Originally, I LOVED the idea of a small, intimate wedding. Unfortunately, I realized it wouldn’t work. My parents divorced only 2 years ago, and basically still foam at the mouth when they think about each other. To add to that, my dad and my mom’s family now hate each other because of the divorce, my SIL and mom don’t get along (they haven’t spoken in over a year, literally), and my FI’s parents are also divorced. With all those tensions, we realized we couldn’t do a small wedding- I would be so crazy stressed thinking about it. Aren’t families great?! 😛
Post # 102
I’m on a 3-5000 limit.
I’ve seen some beautiful weddings and understand why brides put so much money into it. One friend rented an entire historic castle for her wedding, it was stunning. I was in awe.
I just couldn’t justify spending that kind of money myself even if I could afford it. I’m a thrifty bride, even when I have a LOT of extra cash I still opt for coupon shopping discounts and clearance.

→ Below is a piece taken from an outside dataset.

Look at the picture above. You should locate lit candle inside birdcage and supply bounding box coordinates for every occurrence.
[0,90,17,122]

It’s how I was raised and will always be.
Post # 103
I’m not there yet, but I want a cheap wedding because I’m more worried about putting a downpayment on a house. If I can be under 5,000 it would be a great day!
However one thing I dont think anyone should skimp on is photography. Just an opinino though.
Post # 105
@shrubfish09: Yup! I feel the saaaame way!
Post # 106
It REALLY depends on where you live! If I could have a decent wedding for $5k I would jump on it! Things where I live are very expensive wedding-wise. We are having 150 guests and the catering alone is over 12k. And it’s nothing at all extravagant (we are having buffet of ham and a fish). That’s just how things are. I am DiYing a lot of things including centerpieces and bouquets and our budget will still be around 30k. But we researched and knew this going in so we had a long 2 year engagement and actively saved (plus my parents are helping some). We will not go I to debt, and we are okay with spending this amount. Of course I wish it were less, but we planned for it and are okay with it.